Arnold book cipher with python

Arnold book cipher is a method of encrypting and decrypting messages using a book as the key. In this article, we will explore different ways to implement the Arnold book cipher in Python.

Option 1: Using a Dictionary

One way to implement the Arnold book cipher is by using a dictionary to map each character in the book to a unique number. We can then use these numbers to encrypt and decrypt the message.


book = "The quick brown fox jumps over the lazy dog"
book_dict = {char: i for i, char in enumerate(book)}

def encrypt(message):
    encrypted_message = ""
    for char in message:
        if char in book_dict:
            encrypted_message += str(book_dict[char]) + " "
    return encrypted_message.strip()

def decrypt(encrypted_message):
    decrypted_message = ""
    numbers = encrypted_message.split()
    for number in numbers:
        for char, index in book_dict.items():
            if str(index) == number:
                decrypted_message += char
    return decrypted_message

To use this implementation, we first create a dictionary called book_dict where each character in the book is mapped to a unique number. The encrypt function takes a message as input and returns the encrypted message by replacing each character with its corresponding number. The decrypt function takes an encrypted message as input and returns the decrypted message by replacing each number with its corresponding character.

Option 2: Using a List

Another way to implement the Arnold book cipher is by using a list to store the characters in the book. We can then use the index of each character in the list as its corresponding number.
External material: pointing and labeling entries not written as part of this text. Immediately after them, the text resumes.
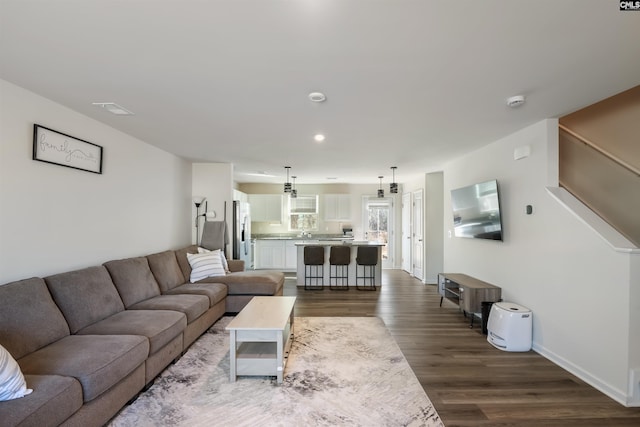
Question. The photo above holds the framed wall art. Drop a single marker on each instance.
(58, 148)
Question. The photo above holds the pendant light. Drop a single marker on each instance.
(393, 187)
(287, 184)
(294, 192)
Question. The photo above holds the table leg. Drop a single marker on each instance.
(232, 355)
(280, 358)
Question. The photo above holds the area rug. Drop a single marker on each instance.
(342, 371)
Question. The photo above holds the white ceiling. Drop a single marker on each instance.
(410, 84)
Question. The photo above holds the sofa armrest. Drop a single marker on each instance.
(236, 265)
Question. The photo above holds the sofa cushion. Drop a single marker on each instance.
(191, 305)
(134, 280)
(29, 319)
(216, 292)
(206, 264)
(166, 270)
(85, 296)
(223, 258)
(12, 383)
(98, 362)
(251, 282)
(54, 399)
(183, 262)
(159, 326)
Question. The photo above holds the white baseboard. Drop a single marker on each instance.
(616, 394)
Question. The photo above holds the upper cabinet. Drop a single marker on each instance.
(337, 207)
(266, 207)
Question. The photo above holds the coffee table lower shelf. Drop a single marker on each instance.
(261, 359)
(260, 337)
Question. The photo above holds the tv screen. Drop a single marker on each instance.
(476, 211)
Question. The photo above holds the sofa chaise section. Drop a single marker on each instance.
(166, 270)
(242, 286)
(92, 306)
(109, 369)
(139, 290)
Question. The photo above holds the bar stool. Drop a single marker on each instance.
(339, 259)
(313, 267)
(367, 258)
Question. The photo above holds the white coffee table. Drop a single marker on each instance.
(260, 337)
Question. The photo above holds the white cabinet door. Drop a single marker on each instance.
(270, 254)
(266, 207)
(291, 254)
(337, 207)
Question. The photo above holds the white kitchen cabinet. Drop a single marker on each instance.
(266, 207)
(290, 254)
(270, 254)
(337, 207)
(276, 254)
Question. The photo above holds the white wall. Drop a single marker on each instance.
(550, 262)
(55, 219)
(215, 182)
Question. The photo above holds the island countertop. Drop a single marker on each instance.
(334, 242)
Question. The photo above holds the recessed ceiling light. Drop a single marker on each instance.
(260, 173)
(317, 97)
(113, 108)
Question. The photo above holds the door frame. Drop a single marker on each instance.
(389, 262)
(407, 211)
(417, 236)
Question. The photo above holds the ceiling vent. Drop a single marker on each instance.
(515, 101)
(113, 108)
(317, 97)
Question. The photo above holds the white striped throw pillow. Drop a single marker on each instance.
(208, 264)
(12, 383)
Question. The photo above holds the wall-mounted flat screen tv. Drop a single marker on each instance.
(476, 211)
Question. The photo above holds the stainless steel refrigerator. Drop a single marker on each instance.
(242, 233)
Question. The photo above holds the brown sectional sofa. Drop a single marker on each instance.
(88, 341)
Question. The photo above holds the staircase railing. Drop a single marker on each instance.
(605, 183)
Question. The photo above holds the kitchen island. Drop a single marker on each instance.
(353, 244)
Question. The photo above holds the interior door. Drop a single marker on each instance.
(406, 232)
(417, 241)
(378, 225)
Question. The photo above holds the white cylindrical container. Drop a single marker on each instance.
(510, 327)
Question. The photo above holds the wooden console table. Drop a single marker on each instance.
(466, 291)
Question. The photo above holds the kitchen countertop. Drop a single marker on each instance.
(323, 242)
(312, 238)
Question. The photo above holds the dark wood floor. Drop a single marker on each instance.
(470, 382)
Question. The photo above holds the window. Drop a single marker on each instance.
(303, 213)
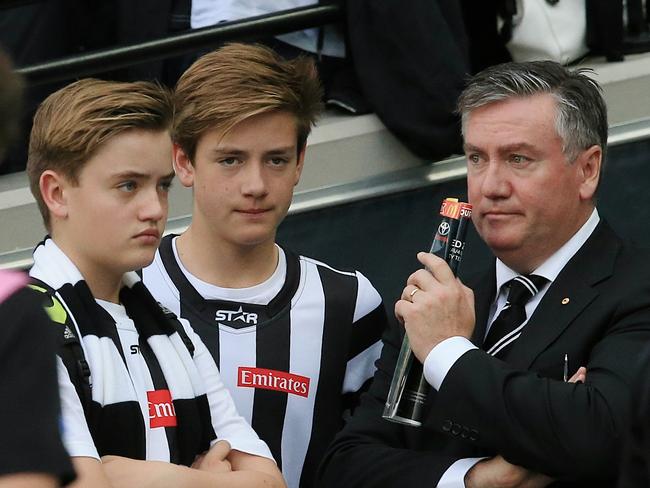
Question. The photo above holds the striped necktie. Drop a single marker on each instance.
(507, 327)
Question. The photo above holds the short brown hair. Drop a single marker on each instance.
(72, 123)
(238, 81)
(11, 91)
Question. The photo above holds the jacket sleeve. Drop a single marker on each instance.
(536, 420)
(370, 451)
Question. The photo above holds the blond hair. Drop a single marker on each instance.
(72, 124)
(238, 81)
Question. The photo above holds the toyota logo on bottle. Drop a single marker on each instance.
(443, 228)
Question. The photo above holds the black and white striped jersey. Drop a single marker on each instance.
(294, 351)
(151, 396)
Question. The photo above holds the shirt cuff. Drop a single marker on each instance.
(454, 477)
(442, 357)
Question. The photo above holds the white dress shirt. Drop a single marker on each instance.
(443, 356)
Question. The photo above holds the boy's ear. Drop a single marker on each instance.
(183, 166)
(300, 164)
(53, 188)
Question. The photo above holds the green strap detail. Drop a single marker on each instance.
(56, 311)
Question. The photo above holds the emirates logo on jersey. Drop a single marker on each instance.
(270, 379)
(161, 409)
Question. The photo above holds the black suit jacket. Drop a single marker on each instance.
(597, 311)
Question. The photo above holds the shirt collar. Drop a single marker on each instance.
(550, 268)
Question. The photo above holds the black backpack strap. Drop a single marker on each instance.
(68, 346)
(178, 327)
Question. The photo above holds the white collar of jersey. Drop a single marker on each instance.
(260, 294)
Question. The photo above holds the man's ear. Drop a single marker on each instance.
(183, 166)
(590, 162)
(300, 164)
(53, 187)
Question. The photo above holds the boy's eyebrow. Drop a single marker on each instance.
(237, 151)
(130, 174)
(139, 175)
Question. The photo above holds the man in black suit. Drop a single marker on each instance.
(501, 412)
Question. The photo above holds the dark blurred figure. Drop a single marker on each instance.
(635, 466)
(31, 452)
(486, 46)
(38, 32)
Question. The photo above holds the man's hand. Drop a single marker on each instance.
(439, 308)
(499, 473)
(215, 460)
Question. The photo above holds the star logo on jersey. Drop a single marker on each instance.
(235, 316)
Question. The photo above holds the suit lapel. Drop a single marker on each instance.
(484, 291)
(568, 296)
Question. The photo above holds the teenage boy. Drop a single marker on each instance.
(100, 169)
(295, 340)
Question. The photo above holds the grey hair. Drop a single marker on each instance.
(581, 119)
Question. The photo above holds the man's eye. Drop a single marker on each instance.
(127, 186)
(519, 159)
(228, 161)
(278, 161)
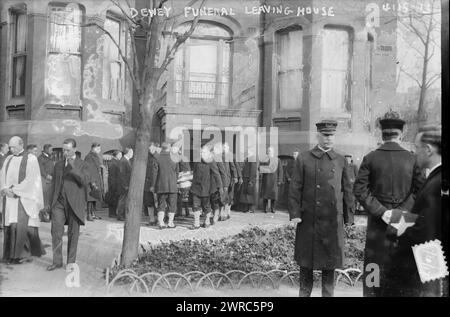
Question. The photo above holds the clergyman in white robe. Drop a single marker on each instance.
(21, 212)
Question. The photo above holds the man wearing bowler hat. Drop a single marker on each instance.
(388, 179)
(320, 183)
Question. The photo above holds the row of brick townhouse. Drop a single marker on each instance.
(260, 64)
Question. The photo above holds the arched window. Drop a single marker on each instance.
(337, 52)
(202, 66)
(19, 50)
(113, 69)
(63, 80)
(289, 68)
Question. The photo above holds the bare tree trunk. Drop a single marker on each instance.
(421, 113)
(130, 246)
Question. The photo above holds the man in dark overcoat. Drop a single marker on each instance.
(149, 197)
(404, 276)
(70, 185)
(125, 177)
(4, 149)
(353, 172)
(112, 197)
(46, 166)
(319, 186)
(272, 178)
(93, 160)
(290, 166)
(388, 178)
(219, 198)
(202, 188)
(164, 183)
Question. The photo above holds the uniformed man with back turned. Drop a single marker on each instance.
(388, 179)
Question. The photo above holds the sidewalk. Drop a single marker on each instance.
(100, 243)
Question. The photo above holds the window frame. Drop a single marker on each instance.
(14, 13)
(349, 74)
(219, 41)
(119, 61)
(277, 65)
(80, 55)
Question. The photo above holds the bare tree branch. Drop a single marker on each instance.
(117, 4)
(411, 76)
(124, 58)
(180, 39)
(432, 79)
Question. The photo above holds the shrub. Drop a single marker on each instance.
(254, 249)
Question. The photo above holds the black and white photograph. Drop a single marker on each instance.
(223, 149)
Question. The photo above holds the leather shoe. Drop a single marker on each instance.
(54, 267)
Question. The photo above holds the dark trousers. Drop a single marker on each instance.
(20, 240)
(216, 202)
(112, 210)
(62, 213)
(306, 282)
(199, 203)
(167, 201)
(266, 203)
(349, 217)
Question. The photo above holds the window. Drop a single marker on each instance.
(290, 69)
(63, 80)
(19, 53)
(202, 66)
(112, 63)
(336, 70)
(368, 74)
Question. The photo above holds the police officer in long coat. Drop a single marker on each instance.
(388, 178)
(318, 188)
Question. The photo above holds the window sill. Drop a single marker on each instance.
(286, 115)
(336, 115)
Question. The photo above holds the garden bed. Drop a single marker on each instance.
(254, 249)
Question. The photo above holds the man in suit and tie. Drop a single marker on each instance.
(70, 183)
(428, 226)
(125, 176)
(4, 149)
(46, 166)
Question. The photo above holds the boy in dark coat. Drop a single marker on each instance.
(94, 163)
(165, 172)
(272, 178)
(247, 189)
(202, 187)
(232, 174)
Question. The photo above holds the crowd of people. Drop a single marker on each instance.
(324, 189)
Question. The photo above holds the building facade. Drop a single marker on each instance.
(284, 64)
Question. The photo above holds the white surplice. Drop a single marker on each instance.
(29, 190)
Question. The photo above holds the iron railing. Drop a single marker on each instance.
(199, 92)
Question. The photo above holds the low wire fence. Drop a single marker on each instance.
(149, 282)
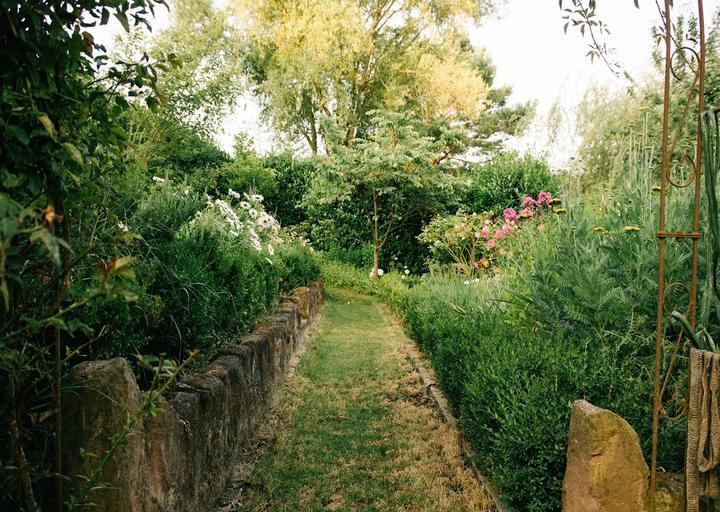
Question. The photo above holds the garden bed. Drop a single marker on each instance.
(181, 457)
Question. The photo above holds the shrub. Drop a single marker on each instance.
(512, 385)
(574, 319)
(342, 275)
(298, 265)
(205, 269)
(392, 288)
(292, 178)
(504, 181)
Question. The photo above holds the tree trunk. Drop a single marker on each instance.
(376, 260)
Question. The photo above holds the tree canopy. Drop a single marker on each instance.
(322, 66)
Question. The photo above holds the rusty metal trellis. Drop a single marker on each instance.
(675, 49)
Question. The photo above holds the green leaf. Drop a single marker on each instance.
(18, 133)
(74, 152)
(47, 124)
(122, 18)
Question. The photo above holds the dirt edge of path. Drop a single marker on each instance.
(426, 374)
(265, 434)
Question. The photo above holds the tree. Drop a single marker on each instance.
(60, 103)
(322, 66)
(389, 175)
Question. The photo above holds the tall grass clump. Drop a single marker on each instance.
(569, 315)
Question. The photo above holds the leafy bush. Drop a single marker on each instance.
(569, 316)
(392, 288)
(292, 178)
(504, 181)
(511, 384)
(298, 265)
(206, 269)
(342, 275)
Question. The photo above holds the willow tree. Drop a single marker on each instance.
(323, 65)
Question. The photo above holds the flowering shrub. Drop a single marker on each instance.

book = "The quick brown fox jumps over the lazy dog"
book_list = list(book)

def encrypt(message):
    encrypted_message = ""
    for char in message:
        if char in book_list:
            encrypted_message += str(book_list.index(char)) + " "
    return encrypted_message.strip()

def decrypt(encrypted_message):
    decrypted_message = ""
    numbers = encrypted_message.split()
    for number in numbers:
        decrypted_message += book_list[int(number)]
    return decrypted_message

In this implementation, we create a list called book_list where each character in the book is stored. The encrypt function replaces each character in the message with its corresponding index in the list, while the decrypt function replaces each number in the encrypted message with the character at that index in the list.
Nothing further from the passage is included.